Washington Post columnist Kathleen Parker put it best in a recent piece about what can be expected from a second term Michelle Obama:
We have such conflicting feelings about first wives in an era when women do it all, including, eventually, becoming president. We want our first lady to be first a lady — a delicate balance between enjoying one’s attractiveness without being too sexy. Michelle’s sleeveless, toned arms have kept us riveted for four years.
We want our first ladies to be intelligent but not aggressively so. Supportive but not fawning. Politic but not political. We mostly want them to not embarrass us — and this will be the same for the first husband, when he arrives.
All that education and smarts could be intimidating. Ask Hillary Clinton, nothing scares some more than an ambitious First Lady. If not careful, she could be accused of trying to manipulate policy. That could hamper her husband’s chances at a second term for sure.
Politics is so fragile that way but she has managed to do better than Hil.
She has been able to maintain a steady public approval rating above 60 percent, having climbed to 70 percent occasionally. Comparatively, her Democratic First Lady predecessor Hillary Clinton’s approval rating ranged from as low at 47% (during Whitewater) to a peak of 67%.

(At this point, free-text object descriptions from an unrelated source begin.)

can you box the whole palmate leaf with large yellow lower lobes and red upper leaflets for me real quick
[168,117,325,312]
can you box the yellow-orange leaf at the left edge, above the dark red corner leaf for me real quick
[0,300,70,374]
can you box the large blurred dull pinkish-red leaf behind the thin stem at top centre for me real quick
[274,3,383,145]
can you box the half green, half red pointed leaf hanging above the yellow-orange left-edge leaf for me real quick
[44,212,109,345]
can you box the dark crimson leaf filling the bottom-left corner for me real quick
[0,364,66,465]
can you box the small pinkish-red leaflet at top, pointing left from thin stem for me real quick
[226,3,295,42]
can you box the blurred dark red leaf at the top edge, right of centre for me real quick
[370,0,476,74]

Much like how across the pound a previously headstrong and opinionated Kate Middleton has had to turn in her outspoken self for pomp, circumstance and protocol and become a prim and proper Duchess, similarly Michelle Obama had been forced to toe a careful line so not to rock too many boats.
Now that another term is secure, she is freer to explore and burst out the bubble, and essentially tell those nitpicking her every move, clothing choice, food consumption decision, hair style and public appearance to go have a seat.

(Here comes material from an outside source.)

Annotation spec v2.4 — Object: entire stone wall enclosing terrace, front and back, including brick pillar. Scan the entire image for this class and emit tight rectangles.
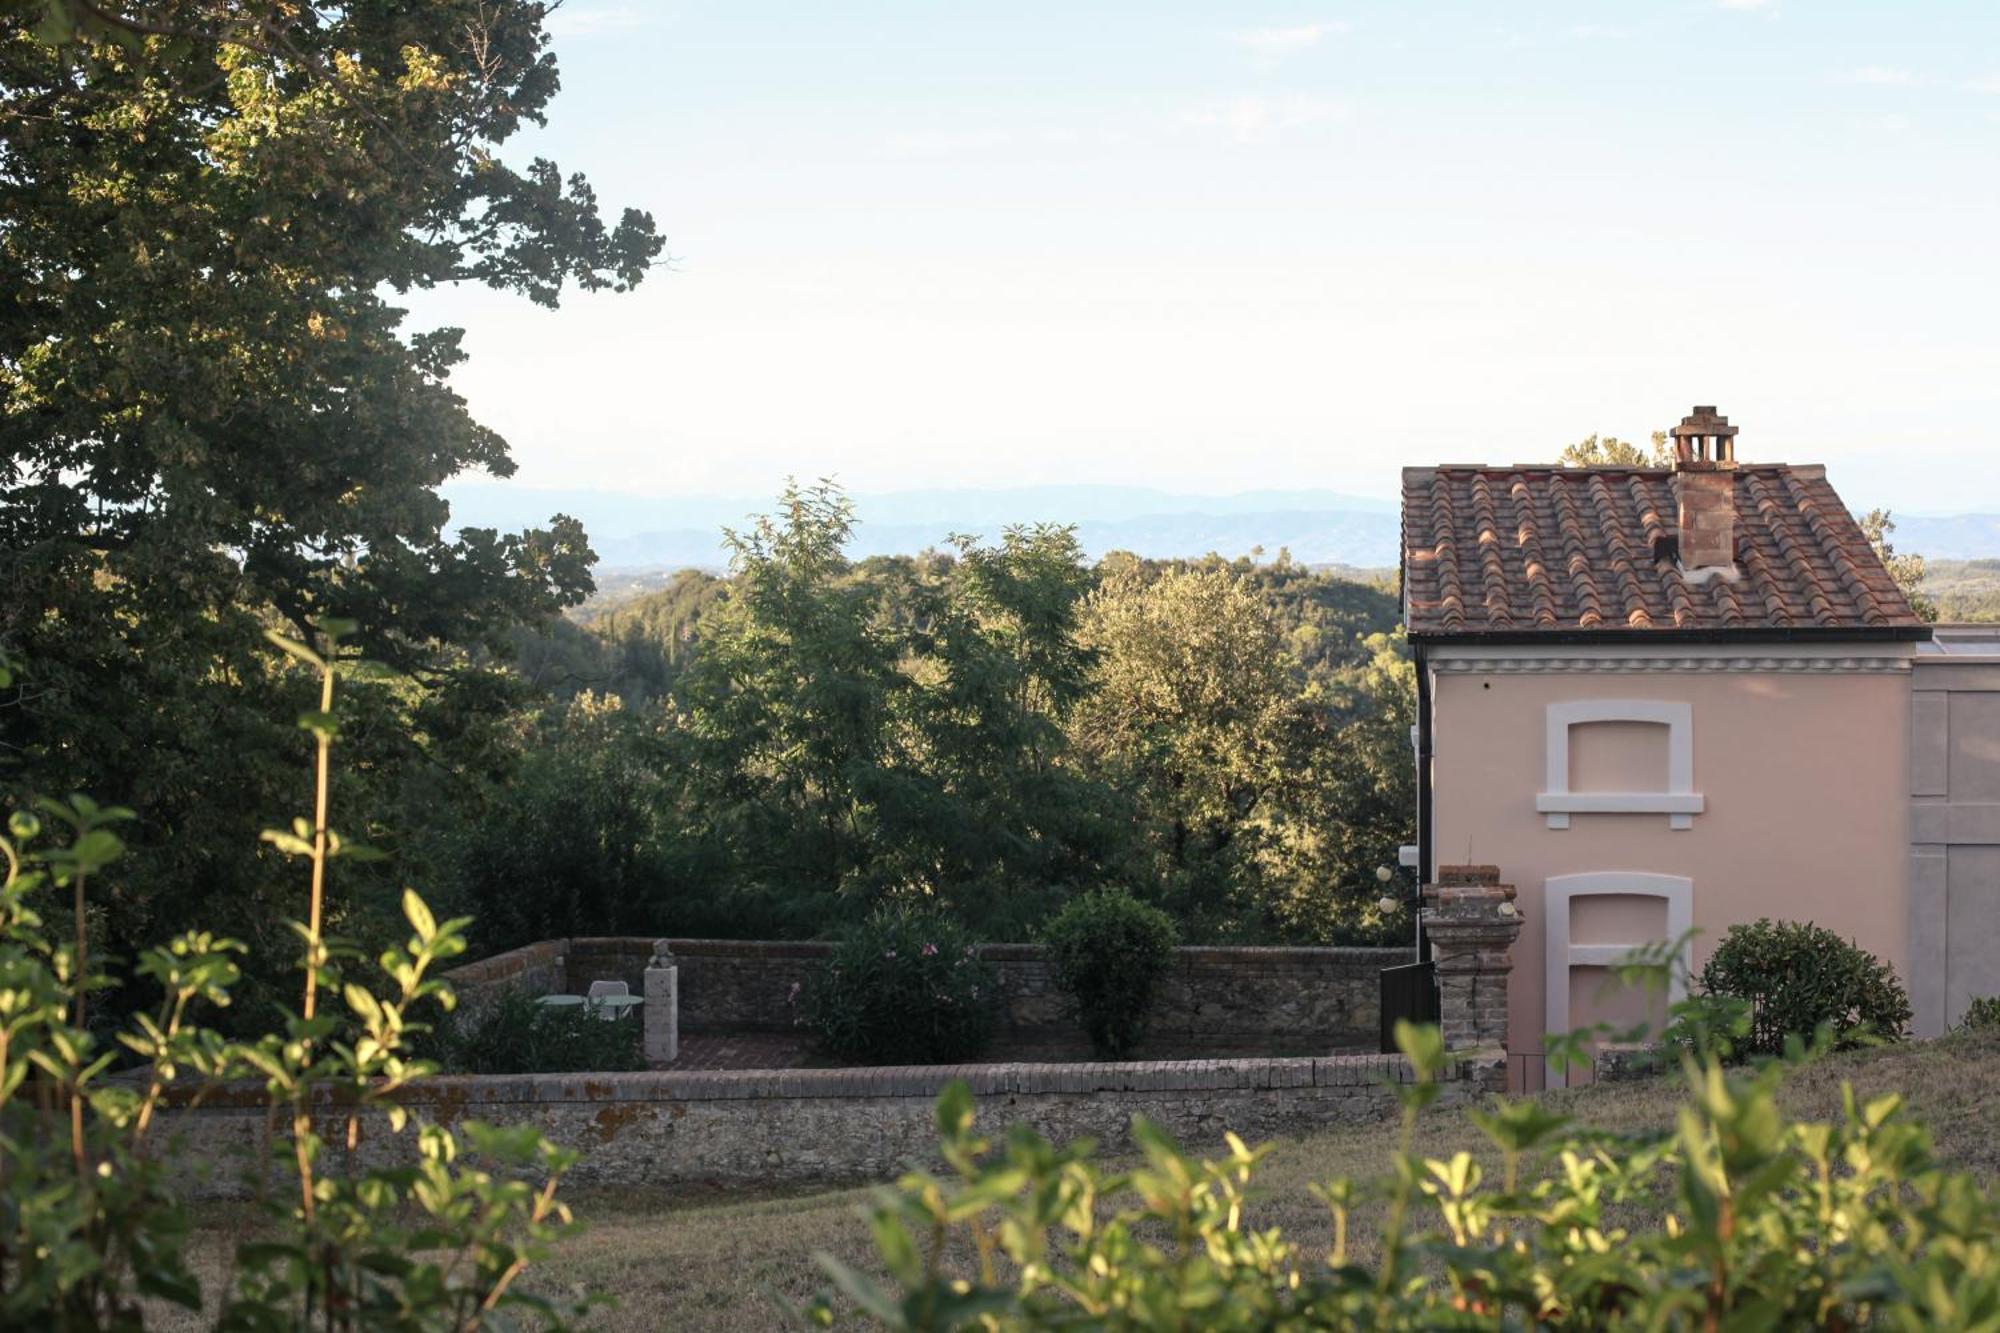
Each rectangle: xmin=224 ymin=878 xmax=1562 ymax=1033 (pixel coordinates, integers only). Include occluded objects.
xmin=162 ymin=867 xmax=1520 ymax=1195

But in a more softer diplomatic way of course.
“I don’t think about that stuff,” she said after the whole Oscar-gate thing. “There’s no logic in that…it doesn’t have anything to do with me. Anyone in this position has a huge spotlight and in modern-day media, the spotlight just gets more intense. I don’t attribute this to me or Barack. The culture has just shifted.”

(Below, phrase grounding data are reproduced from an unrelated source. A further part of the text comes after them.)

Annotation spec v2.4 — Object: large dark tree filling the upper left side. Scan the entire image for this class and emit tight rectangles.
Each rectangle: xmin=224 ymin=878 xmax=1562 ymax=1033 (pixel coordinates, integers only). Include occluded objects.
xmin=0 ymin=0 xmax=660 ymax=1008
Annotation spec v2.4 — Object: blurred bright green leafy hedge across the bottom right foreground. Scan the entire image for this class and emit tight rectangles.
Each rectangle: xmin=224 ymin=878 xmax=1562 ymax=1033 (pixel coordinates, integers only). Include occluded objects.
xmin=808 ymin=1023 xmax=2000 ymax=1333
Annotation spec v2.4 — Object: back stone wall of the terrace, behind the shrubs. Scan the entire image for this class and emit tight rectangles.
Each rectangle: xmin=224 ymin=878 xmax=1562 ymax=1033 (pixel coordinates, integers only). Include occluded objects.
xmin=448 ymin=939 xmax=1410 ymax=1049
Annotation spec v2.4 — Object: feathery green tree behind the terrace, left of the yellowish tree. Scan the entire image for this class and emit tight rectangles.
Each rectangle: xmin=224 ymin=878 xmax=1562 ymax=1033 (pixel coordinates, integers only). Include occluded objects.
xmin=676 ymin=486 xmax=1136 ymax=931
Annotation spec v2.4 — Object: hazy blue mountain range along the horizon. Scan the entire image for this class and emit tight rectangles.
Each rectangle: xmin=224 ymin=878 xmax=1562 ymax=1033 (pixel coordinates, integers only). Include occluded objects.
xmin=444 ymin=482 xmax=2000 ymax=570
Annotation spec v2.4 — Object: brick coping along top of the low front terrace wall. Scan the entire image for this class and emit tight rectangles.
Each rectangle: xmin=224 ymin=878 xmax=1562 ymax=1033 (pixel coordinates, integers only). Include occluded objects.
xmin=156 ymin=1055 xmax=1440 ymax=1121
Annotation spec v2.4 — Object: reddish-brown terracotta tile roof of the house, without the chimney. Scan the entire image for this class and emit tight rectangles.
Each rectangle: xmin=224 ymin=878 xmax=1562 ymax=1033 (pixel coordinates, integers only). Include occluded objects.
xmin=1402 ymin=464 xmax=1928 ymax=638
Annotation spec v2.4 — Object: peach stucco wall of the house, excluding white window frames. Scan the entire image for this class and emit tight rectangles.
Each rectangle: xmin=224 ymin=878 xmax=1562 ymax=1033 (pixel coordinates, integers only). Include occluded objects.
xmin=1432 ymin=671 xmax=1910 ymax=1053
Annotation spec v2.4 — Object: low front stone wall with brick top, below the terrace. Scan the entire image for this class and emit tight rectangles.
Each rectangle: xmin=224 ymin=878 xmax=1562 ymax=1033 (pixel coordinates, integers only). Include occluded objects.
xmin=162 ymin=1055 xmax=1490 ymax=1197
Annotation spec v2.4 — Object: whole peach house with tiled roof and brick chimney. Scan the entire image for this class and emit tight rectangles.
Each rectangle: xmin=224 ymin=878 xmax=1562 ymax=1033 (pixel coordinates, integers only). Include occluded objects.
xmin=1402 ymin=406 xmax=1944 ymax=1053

And with that, she brushed her shoulders off, did a Kanye shrug and has kept it popping ever since.
A couple weeks ago, on March 7, she joined her mom, pals Valerie Jarrett and Dr. Sharon Malone (Eric Holder’s wife) and a few friends at the 7pm performance of her favorite a capella singing group Sweet Honey in the Rock. It was a ladies night out. She even spoke briefly at the event. No Barack in sight.
AND…. rather than sojourn out of the ivory tower incognito a la the famous Target excursion, she journeyed outdoors and beyond the high heavily guarded wrought iron gates of 1600 Pennsylvania Avenue to have a business pow wow.
A couple days before the Sweet Honey performance, she was spotted at We the Pizza having a business meeting with a small group, again sans the hubby.
Cue Destiny’s Child “Independent Women.”
Pundits noted that Michelle Obama has taken a stance that wasn’t necessarily directly related to her First Move campaign. Baby steps. She is even being bold in social media, starring in her first Google hangout a couple weeks ago and a Twitter chat last week, on the third anniversary of her “Let’s Move” campaign. Before then, her social media presence was sparse.
She is not the First First lady to boldly step out in the second term.
After her husband’s second term, Laura Bush too went from reading children’s books for her literacy campaign to globe trotting and championing women’s rights all over the world.
Now surely, she can’t be expected to bolt out of the cannon and totally go rogue, but we perhaps can expect to hear much more of her authentic and previously hushed voice bellow much louder and braver.
Her fans had been asking for this new Michelle for a while now. They are finally getting her.